諜報

 遺体の処理を終えての学園長との面会の後。

 僕は僕でクラスの方に合流するのではなく、一人で細やかな行動を始めていた。

 学園から離れ、僕は魔法で己の存在感を消しながら進んでいく。


「空間支配」


 空間系統の魔法は固有魔法ではなく、特殊属性に分類されるようなものだ。

 だからこそ、あの学園の玄関口で放置されていた女子生徒に学園の先生たちが触れられないというのは本来、ありえないことなのだ。

 女子生徒に先生たちが触れられないようにしていた魔法はただの空間系統魔法。

 先生たちのレベルにもなれば、本来、放置されている魔法くらいには干渉し、無効化出来るのが常である。

 それなのに、無効化出来ない。これは間違いなく異常事態であった。

 

「……固有魔法って、誰が使ったのかすぐにわかるのが難点だよね。僕も姿をどれだけ隠していても暴食の魔法を使えば、正体がすぐにばれちゃうし……ねぇ」


 だが、こういう異常事態の時に何を考えればいいのかというのはもう既に決まっている。

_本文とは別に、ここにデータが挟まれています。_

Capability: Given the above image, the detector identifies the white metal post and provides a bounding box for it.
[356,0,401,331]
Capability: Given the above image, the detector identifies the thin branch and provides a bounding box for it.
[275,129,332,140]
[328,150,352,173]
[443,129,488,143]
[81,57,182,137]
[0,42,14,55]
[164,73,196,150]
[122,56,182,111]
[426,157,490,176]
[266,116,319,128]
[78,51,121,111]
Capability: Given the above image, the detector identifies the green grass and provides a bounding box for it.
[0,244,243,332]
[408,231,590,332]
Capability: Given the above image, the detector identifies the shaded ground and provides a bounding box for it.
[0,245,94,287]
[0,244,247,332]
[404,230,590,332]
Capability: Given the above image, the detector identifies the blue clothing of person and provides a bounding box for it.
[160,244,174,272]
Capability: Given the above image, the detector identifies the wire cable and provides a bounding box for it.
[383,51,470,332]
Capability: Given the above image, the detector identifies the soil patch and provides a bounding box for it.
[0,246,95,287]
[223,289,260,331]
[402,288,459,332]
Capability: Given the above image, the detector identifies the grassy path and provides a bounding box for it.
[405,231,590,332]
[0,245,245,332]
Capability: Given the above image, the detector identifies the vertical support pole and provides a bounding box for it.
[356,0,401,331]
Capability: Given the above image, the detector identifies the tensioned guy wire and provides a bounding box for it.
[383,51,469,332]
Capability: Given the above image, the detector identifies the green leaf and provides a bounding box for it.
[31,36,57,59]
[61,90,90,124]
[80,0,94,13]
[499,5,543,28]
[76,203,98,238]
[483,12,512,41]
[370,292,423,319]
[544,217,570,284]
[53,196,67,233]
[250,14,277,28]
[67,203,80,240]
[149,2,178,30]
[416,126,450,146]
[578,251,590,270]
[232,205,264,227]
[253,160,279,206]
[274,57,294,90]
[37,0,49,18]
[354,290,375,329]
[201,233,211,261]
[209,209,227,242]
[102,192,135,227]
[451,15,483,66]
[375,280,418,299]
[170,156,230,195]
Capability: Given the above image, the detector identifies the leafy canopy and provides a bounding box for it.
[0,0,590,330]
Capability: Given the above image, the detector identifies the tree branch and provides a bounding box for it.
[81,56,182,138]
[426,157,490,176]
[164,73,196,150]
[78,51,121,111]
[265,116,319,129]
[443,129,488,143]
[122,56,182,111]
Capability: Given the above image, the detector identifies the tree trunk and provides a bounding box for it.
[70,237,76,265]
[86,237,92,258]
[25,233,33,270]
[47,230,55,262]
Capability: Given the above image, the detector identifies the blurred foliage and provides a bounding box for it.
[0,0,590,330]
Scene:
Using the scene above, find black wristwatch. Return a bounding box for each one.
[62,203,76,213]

 基本的に理解できないようなものの理由は固有魔法にあるのが普通だ。

 そして、僕はそれが可能な固有魔法の持ち主に心当たりがあった。


「ミレージャ?僕は君を捉えたよ」

 

 ゲーム本編において、最初の動乱を起こした組織、そのトップに立つ男の使う固有魔法こそが無効化出来ない空間魔法の存在理由であると僕は確信していた。

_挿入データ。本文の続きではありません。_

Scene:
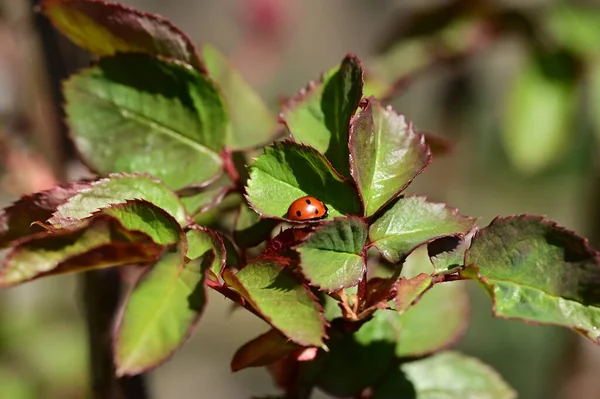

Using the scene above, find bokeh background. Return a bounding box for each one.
[0,0,600,399]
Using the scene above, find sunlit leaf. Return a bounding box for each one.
[233,204,277,248]
[114,245,212,375]
[102,200,181,245]
[41,0,204,70]
[247,141,360,222]
[369,197,475,263]
[350,99,431,216]
[64,54,229,189]
[231,329,301,371]
[281,55,363,177]
[202,44,278,150]
[394,248,469,357]
[465,216,600,343]
[223,259,325,347]
[371,351,517,399]
[48,174,188,227]
[186,225,227,281]
[296,217,367,291]
[0,183,89,248]
[309,312,397,397]
[0,215,163,286]
[394,273,432,313]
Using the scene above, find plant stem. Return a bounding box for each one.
[81,269,148,399]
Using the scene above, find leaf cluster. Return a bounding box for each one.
[0,0,600,398]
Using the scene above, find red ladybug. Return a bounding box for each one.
[288,196,327,221]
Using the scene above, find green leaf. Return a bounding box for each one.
[247,141,360,219]
[394,248,469,357]
[102,200,182,245]
[64,54,229,189]
[350,99,431,216]
[281,55,363,177]
[0,215,163,286]
[231,329,301,372]
[223,259,325,346]
[309,312,397,397]
[585,60,600,144]
[114,244,212,376]
[177,174,233,217]
[371,351,517,399]
[233,203,277,248]
[186,225,227,281]
[394,273,432,313]
[502,54,577,175]
[465,216,600,344]
[48,174,189,227]
[296,217,367,292]
[41,0,204,71]
[0,183,90,248]
[369,197,475,263]
[202,44,278,150]
[428,232,473,274]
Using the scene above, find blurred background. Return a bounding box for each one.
[0,0,600,399]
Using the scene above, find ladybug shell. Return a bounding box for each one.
[287,196,327,221]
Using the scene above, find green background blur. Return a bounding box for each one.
[0,0,600,399]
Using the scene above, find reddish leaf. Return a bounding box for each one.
[231,329,301,371]
[395,273,432,313]
[0,183,89,248]
[41,0,206,73]
[0,214,163,286]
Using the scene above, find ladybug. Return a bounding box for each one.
[287,196,328,221]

 そして、更に僕はもう一つのことについての確信も深める。

 物語は、ゲームの本編通りに動き出していることを。


「うん、ビンゴ」


 ならば、その対処法として思い浮かぶものは幾つもある。


「どこまでもゲーム通りだ」


 僕は自分の前にある小さな小屋。

 そして、その小屋にかけられている魔法を見て笑みを深める。


「失礼します……」


 暴食の魔法……ではなく、うちの一族秘伝の特殊属性を用いた魔法を発動し、僕は悠々と魔法のかけられた目の前にある小屋の中へと入っていくのだった。

 ゲームの時よりももっとうまく、被害を最小限とするために。